The purpose of this study was therefore to determine the anticipated contribution of recently published medical imaging literature on the workload of diagnostic radiologists.

Materials and methods

Study design

This study used literature data and did not require ethical review board approval or patient consent. Studies that were published in any of the 20 highly ranked clinical imaging journals and 20 highly ranked general medicine and clinical specialty journals (according to impact factor in the Journal Citation reports [13], that are listed in Table 1, were considered for inclusion in this study. All studies that were published in these 40 clinical journals in 2019 were retrieved from PubMed/Medline using the search term that is displayed in Additional file 1: Appendix 1. Using the random number generator in Microsoft Excel (Microsoft Corporation), a random sample of 1,000 studies was drawn from the studies that were retrieved by the PubMed/Medline search. These 1,000 studies were reviewed for eligibility by consensus of two radiologists (T.C.K. & R.M.K.). Studies were included if they concerned diagnostic imaging studies. Only original studies, systematic reviews and meta-analyses, were included. Case reports, conference proceedings, editorials, errata, guidelines/society statements, studies dealing with interventional radiology, letters to the editor, meeting summaries, non-systematic reviews, and studies clearly not related to medical imaging, were excluded. Studies dealing with imaging procedures that are not performed by radiologists in the authors’ institutions, such as cardiac ultrasonography or endoscopic ultrasonography, were also excluded.
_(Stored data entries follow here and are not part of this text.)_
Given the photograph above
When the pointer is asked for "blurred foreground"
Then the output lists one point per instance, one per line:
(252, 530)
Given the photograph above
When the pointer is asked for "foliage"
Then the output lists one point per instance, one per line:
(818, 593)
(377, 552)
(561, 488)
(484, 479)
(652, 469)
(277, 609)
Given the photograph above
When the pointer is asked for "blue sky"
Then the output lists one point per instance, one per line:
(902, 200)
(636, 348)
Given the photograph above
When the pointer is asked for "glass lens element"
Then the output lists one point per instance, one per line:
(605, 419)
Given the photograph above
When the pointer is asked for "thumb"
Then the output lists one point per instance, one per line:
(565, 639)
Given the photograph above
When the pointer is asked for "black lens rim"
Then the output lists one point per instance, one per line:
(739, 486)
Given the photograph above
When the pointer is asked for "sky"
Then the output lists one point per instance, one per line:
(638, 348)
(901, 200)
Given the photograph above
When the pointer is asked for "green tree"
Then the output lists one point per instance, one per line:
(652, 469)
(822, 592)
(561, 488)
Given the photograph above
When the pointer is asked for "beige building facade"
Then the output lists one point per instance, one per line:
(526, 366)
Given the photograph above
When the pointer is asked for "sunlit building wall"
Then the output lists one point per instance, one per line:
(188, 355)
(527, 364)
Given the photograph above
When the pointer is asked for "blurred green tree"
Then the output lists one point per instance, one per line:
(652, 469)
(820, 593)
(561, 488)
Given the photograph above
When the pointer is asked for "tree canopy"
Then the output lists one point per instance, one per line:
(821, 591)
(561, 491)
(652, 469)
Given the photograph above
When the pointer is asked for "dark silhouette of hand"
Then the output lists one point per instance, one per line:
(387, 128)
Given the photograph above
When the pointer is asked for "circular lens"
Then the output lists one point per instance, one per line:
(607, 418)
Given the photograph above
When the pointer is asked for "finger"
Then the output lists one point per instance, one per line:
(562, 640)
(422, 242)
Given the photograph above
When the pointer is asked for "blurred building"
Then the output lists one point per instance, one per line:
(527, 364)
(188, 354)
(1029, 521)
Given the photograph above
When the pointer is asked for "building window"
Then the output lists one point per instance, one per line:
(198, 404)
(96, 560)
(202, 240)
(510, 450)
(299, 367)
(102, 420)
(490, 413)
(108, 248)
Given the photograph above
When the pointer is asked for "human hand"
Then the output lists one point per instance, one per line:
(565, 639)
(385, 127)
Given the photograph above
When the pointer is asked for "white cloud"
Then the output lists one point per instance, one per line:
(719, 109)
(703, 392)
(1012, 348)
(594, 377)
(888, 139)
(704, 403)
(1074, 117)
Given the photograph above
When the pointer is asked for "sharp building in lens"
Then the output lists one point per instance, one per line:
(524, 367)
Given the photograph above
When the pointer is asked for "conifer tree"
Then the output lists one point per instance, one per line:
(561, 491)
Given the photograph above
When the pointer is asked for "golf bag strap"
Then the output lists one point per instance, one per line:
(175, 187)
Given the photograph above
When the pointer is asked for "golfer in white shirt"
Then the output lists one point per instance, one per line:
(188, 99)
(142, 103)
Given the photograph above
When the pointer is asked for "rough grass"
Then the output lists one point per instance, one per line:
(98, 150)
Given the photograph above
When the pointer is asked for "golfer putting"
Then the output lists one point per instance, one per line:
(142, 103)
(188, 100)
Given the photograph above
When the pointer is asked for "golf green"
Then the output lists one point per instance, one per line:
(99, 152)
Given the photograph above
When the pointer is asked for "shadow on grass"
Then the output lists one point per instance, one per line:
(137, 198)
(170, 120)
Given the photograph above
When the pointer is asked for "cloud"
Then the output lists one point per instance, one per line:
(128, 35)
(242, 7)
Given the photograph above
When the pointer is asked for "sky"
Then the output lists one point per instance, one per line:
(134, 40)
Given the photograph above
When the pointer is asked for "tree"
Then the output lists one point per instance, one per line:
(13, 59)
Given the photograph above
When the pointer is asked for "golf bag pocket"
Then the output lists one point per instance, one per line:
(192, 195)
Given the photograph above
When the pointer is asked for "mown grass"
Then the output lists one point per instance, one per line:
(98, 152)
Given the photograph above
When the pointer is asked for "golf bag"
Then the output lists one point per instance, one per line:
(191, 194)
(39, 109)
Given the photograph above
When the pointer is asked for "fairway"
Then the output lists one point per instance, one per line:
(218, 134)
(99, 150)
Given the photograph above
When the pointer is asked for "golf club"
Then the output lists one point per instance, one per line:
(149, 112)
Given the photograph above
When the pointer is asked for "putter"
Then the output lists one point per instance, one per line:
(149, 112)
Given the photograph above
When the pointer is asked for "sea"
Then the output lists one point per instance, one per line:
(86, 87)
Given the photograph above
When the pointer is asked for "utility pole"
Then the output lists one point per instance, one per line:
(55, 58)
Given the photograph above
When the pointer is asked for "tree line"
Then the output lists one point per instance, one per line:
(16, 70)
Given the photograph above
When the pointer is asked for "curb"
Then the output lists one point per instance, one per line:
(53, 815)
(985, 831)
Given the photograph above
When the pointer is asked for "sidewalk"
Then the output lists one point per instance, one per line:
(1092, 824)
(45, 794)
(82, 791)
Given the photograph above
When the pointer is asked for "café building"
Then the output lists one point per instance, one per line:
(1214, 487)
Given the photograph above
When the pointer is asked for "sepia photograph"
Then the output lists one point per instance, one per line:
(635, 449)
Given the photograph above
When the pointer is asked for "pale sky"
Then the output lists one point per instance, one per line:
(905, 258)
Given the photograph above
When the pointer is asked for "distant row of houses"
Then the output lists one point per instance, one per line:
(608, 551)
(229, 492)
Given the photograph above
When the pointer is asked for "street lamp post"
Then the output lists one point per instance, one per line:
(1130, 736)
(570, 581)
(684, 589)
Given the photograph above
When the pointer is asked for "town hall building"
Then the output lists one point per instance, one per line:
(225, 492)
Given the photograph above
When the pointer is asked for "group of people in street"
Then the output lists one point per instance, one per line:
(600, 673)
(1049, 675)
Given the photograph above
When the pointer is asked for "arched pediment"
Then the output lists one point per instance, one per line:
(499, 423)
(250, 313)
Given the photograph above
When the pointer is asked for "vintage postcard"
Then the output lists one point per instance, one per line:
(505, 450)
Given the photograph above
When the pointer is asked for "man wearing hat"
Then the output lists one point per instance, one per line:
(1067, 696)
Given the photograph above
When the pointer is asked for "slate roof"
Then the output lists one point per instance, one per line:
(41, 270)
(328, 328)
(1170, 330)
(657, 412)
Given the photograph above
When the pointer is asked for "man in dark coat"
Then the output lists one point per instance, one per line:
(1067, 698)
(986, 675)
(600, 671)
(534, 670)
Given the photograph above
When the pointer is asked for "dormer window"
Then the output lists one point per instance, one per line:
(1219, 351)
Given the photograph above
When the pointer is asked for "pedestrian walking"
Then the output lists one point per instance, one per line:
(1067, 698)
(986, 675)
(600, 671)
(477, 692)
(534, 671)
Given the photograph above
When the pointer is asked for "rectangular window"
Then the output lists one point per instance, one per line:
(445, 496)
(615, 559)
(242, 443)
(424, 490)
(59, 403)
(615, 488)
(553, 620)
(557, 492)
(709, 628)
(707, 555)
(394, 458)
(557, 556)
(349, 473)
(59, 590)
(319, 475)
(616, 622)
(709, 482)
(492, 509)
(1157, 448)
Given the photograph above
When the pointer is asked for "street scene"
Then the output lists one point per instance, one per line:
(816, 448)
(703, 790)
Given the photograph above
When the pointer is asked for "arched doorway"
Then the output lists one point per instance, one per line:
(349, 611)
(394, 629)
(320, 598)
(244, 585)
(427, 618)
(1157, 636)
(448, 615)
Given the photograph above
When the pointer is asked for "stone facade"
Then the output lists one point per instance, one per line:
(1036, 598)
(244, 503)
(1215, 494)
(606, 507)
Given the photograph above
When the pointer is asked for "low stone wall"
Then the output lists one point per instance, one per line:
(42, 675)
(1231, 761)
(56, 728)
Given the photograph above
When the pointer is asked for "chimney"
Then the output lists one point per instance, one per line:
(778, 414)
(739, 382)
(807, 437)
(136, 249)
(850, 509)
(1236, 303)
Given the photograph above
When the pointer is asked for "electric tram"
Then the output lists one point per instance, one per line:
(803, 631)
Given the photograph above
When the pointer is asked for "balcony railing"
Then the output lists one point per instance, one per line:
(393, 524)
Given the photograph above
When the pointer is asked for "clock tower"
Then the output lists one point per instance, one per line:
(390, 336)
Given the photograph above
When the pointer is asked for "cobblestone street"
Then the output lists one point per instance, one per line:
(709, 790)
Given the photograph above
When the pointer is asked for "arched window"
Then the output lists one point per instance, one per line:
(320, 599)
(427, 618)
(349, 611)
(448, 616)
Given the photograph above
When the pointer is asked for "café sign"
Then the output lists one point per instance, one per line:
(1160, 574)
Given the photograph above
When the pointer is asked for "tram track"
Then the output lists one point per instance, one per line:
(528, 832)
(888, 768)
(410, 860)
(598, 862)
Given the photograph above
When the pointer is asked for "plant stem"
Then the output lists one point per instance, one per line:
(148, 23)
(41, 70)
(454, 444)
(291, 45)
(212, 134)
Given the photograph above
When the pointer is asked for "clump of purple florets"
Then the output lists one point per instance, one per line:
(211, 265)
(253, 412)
Studies were excluded if clearly ineligible based on title and abstract; otherwise, the full text version was evaluated.

Table 1 Overview of 20 clinical imaging journals and 20 general medicine and clinical specialty journals whose studies were potentially eligible for inclusion

Study analysis

One radiologist affiliated to an academic tertiary care center in the north of the Netherlands (T.C.K., radiologist 1), and another radiologist affiliated to a non-academic general teaching hospital in the south of the Netherlands (R.M.K., radiologist 2), independently reviewed the full text of each included study. Radiologist 1 had 5 years of post-residency clinical radiology experience and radiologist 2 had 6 years of post-residency clinical radiology experience, and both radiologists had 15 years of experience in critically appraising scientific literature in radiology. The radiology departments in both institutions, which are among the largest in The Netherlands, are regularly audited by the Radiological Society of the Netherlands to fulfill quality standards of radiological care [14]. Both radiologists assessed whether the results of each individual study could directly contribute to patient care in their radiology practice (i.e., whether the results may be directly implemented in practice for the purpose of enhancing patient care). If this was the case, this contribution was then categorized as concerning:

  1. (1)

    a completely new imaging application in their radiology practice.

  2. (2)

    another type of imaging as an alternative for an existing imaging application in their radiology practice.

  3. (3)

    an elaboration of on an existing imaging application in their radiology practice.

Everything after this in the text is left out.